妊娠初期の彼女が、目を潤ませながら言いました。
「今日、すごく良いことがあったんですよ。いつものように妊婦マークをつけて優先席の前に立っていたら、30歳半ばくらいの女の人が、にっこりしながら『どうぞ』って譲ってくれたんです。もう涙が出るほど嬉しくて何度も『ありがとうございます』って言ってしまいました。すごくきれいな笑顔が忘れられなくて、思わずその人に良いことがありますようにって祈っちゃったんです。」
聞けば、妊娠3か月なのでもちろんおなかは目立たず、つわりの真っ最中。満員電車で立ちっぱなしで通う毎日で、会社に着く頃はいつもくたくただそうです。「妊婦マーク」をつけて優先席の前に立っても、足を大きく開いて漫画を読んでいる男子学生、ちらりと見ても酒くさい息をしながら目をつぶってしまう男性など、今まで誰一人席を譲ってくれなかったそうです。
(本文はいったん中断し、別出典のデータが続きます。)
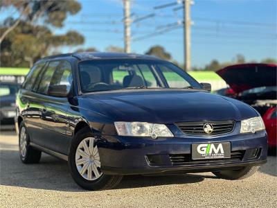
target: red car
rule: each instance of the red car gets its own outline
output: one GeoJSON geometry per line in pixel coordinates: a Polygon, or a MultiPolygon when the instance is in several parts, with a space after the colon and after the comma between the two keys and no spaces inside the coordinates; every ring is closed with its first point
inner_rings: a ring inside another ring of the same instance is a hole
{"type": "Polygon", "coordinates": [[[277,146],[277,107],[269,108],[263,115],[265,128],[268,134],[268,144],[269,148],[277,146]]]}
{"type": "MultiPolygon", "coordinates": [[[[277,65],[243,64],[216,72],[233,90],[232,97],[254,107],[262,116],[269,148],[277,146],[277,65]]],[[[228,95],[226,95],[228,96],[228,95]]]]}

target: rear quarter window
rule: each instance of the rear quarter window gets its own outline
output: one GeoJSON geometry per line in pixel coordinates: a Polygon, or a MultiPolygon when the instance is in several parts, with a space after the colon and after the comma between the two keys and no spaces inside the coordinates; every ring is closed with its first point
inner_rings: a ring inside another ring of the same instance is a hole
{"type": "Polygon", "coordinates": [[[52,76],[59,64],[59,61],[53,61],[49,62],[38,85],[37,92],[47,94],[52,76]]]}
{"type": "Polygon", "coordinates": [[[44,67],[45,63],[39,63],[35,64],[33,68],[30,70],[25,79],[25,82],[23,83],[22,88],[27,90],[32,90],[34,86],[35,82],[42,71],[42,68],[44,67]]]}

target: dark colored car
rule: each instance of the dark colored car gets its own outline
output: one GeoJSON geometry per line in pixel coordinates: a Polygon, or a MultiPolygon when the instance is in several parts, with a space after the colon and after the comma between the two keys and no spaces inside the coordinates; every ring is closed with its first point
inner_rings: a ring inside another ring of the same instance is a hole
{"type": "Polygon", "coordinates": [[[244,64],[217,71],[234,92],[225,94],[254,107],[262,116],[271,148],[276,148],[277,65],[244,64]],[[275,116],[275,117],[274,117],[275,116]]]}
{"type": "Polygon", "coordinates": [[[0,129],[15,128],[15,94],[19,84],[0,82],[0,129]]]}
{"type": "Polygon", "coordinates": [[[269,108],[262,116],[262,119],[268,134],[269,147],[276,150],[277,146],[277,107],[269,108]]]}
{"type": "Polygon", "coordinates": [[[267,159],[262,119],[209,90],[152,56],[46,58],[17,98],[21,159],[39,162],[43,151],[68,160],[75,181],[90,190],[114,187],[124,175],[250,176],[267,159]]]}

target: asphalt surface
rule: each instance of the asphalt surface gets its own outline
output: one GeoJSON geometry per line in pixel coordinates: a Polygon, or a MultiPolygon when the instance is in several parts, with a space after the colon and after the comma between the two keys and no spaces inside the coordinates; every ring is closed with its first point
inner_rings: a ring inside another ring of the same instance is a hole
{"type": "Polygon", "coordinates": [[[238,181],[211,173],[127,176],[116,189],[87,191],[73,180],[66,162],[43,155],[24,164],[17,137],[0,135],[0,207],[277,207],[276,157],[238,181]]]}

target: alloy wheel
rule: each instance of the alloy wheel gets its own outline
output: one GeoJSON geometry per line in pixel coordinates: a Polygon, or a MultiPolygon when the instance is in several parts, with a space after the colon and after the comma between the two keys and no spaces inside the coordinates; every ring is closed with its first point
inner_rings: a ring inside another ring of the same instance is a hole
{"type": "Polygon", "coordinates": [[[94,137],[85,138],[79,144],[75,162],[80,175],[86,180],[95,180],[102,175],[98,148],[94,137]]]}

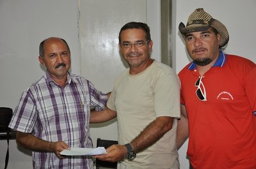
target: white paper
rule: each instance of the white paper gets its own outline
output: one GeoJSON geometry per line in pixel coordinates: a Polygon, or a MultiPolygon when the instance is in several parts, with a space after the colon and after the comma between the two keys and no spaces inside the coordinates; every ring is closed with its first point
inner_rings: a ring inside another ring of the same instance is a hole
{"type": "Polygon", "coordinates": [[[97,149],[71,147],[71,150],[63,150],[60,152],[65,156],[92,156],[106,154],[107,151],[104,147],[98,147],[97,149]]]}

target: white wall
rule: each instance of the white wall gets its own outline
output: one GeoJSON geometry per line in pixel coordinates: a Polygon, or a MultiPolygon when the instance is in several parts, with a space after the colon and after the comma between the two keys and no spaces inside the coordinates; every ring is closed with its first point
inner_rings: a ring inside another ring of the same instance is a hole
{"type": "MultiPolygon", "coordinates": [[[[0,0],[0,107],[14,109],[24,89],[44,73],[37,59],[38,45],[49,36],[59,36],[67,41],[72,52],[72,72],[80,74],[77,5],[77,1],[68,0],[0,0]]],[[[148,8],[153,10],[148,12],[153,13],[154,7],[150,6],[148,8]]],[[[230,38],[227,51],[256,62],[256,34],[253,31],[256,27],[255,0],[173,0],[173,55],[177,73],[189,62],[178,26],[180,22],[186,24],[189,15],[199,7],[204,8],[228,28],[230,38]]],[[[147,20],[150,27],[155,26],[150,18],[147,20]]],[[[32,168],[29,151],[18,149],[14,140],[10,144],[8,168],[32,168]]],[[[6,145],[6,141],[0,141],[2,168],[6,145]]],[[[188,168],[186,146],[187,143],[179,151],[181,169],[188,168]]]]}
{"type": "MultiPolygon", "coordinates": [[[[80,73],[77,1],[0,0],[0,107],[14,110],[25,88],[44,74],[38,61],[39,43],[49,36],[65,39],[72,71],[80,73]]],[[[0,168],[7,143],[0,141],[0,168]]],[[[8,168],[32,168],[31,152],[10,141],[8,168]]]]}

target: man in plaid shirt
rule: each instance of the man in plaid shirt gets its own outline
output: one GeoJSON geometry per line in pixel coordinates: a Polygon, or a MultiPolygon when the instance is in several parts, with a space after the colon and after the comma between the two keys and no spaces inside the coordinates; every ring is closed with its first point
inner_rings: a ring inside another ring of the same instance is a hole
{"type": "Polygon", "coordinates": [[[93,147],[90,107],[104,110],[108,96],[68,72],[70,51],[64,40],[46,39],[39,50],[46,74],[22,93],[9,127],[17,130],[17,144],[32,151],[34,168],[92,168],[90,157],[63,157],[60,152],[93,147]]]}

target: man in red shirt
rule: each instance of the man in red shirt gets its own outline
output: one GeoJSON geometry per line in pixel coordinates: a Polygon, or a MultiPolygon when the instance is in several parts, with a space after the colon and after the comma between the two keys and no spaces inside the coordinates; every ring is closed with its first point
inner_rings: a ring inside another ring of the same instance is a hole
{"type": "Polygon", "coordinates": [[[193,169],[256,168],[256,64],[224,54],[226,27],[204,9],[179,27],[193,62],[179,73],[177,146],[193,169]]]}

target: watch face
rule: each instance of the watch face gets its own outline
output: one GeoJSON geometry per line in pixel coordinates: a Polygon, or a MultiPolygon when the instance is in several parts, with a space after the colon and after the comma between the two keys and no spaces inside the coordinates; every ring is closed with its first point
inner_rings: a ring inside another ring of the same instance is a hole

「妊婦マーク」を見せてもらいました。ネットで手に入れたというマークは、丸くて白地に赤で女性のおなかの中に赤ちゃんのいるイラストが描かれ、“BABYinME”と書いてありました。
妊娠初期は特にからだが不安定で、妊婦にとってつらいときです。つわりも「身体を大切に」という赤ちゃんからのメッセージかもしれません。このような時期だから、社会で妊婦をサポートしなければならないのではないでしょうか。次世代育成支援の最初のステップは、妊娠初期の妊婦の保護ではないかと思いました。
それにしても「妊婦マーク」、私も実は初めて見ました。まだまだ一般に知られていないと思うので、もっと「妊婦マーク」の存在をアピールする必要がありそうです。
これから優先席の前で「妊婦マーク」の人を見たら、ぜひ席を譲ってあげてください。